There is no such identifiable thing as "HIPAA compliant encryption" AFAIK, there is only what is considered best-practices, and that's an entirely locally-mandated discussion, and it's a moving target particularly with encryption.
This usually involves a discussion with somebody that specializes in regulatory compliance — the consultant or auditor that Linc Davis mentions would be an example — and what's then selected and approved by your regulatory compliance and lawsuit-avoidance folks (involving your "security official", whoever that may be), and usually what's recommended by an external entity with sufficient insurance coverage that's been formally retained in the organizational "backside covering" or "risk shifting" role.
Here's a summary of the regulations, and here are (some of) the specific details of the requirements.
Not running a current version of OS X in this particular context does seem ill-advised, however. While Best Practices is inherently a moving target, older software versions will not likely be considered Best Practice.
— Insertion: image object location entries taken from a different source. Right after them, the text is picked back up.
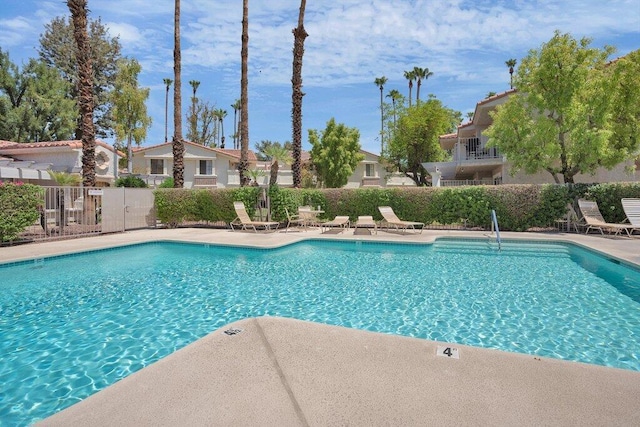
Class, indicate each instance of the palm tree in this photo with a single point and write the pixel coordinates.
(220, 114)
(277, 154)
(178, 143)
(78, 9)
(380, 82)
(243, 166)
(511, 63)
(193, 122)
(236, 107)
(409, 75)
(299, 35)
(420, 74)
(395, 96)
(167, 83)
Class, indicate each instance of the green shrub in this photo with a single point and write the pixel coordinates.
(20, 204)
(131, 181)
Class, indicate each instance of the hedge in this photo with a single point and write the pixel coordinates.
(518, 207)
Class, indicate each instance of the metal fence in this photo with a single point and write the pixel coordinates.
(82, 211)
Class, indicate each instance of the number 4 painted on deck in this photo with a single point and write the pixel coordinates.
(446, 351)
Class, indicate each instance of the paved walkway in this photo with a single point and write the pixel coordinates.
(286, 372)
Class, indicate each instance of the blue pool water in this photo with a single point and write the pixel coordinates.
(70, 326)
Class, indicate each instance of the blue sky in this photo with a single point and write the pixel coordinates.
(351, 42)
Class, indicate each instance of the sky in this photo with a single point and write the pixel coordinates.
(351, 42)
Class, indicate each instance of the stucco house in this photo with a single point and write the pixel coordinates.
(473, 163)
(29, 162)
(206, 167)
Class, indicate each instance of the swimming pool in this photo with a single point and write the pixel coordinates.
(72, 325)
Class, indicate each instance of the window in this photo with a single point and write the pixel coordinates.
(370, 170)
(157, 166)
(206, 167)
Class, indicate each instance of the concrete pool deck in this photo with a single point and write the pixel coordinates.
(276, 371)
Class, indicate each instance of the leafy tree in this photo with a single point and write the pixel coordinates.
(33, 103)
(264, 146)
(416, 139)
(299, 36)
(335, 153)
(58, 50)
(573, 112)
(85, 85)
(277, 154)
(130, 111)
Older versions tend to have errors and older encryption implementations, and these can be fixed or updated or replaced in newer versions, after all.
I'd tend to assume that FileVault2 or equivalent will be minimal here (particularly for mobile devices and to reduce the risk of data exposure due to wholesale device theft), though the access auditing and related is going to be central to the discussion. You may well want and will probably need to encrypt specific data, but you're definitely going to need accountability and auditing and access control atop the encryption.
Linc Davis is correct. Engage a specialist here.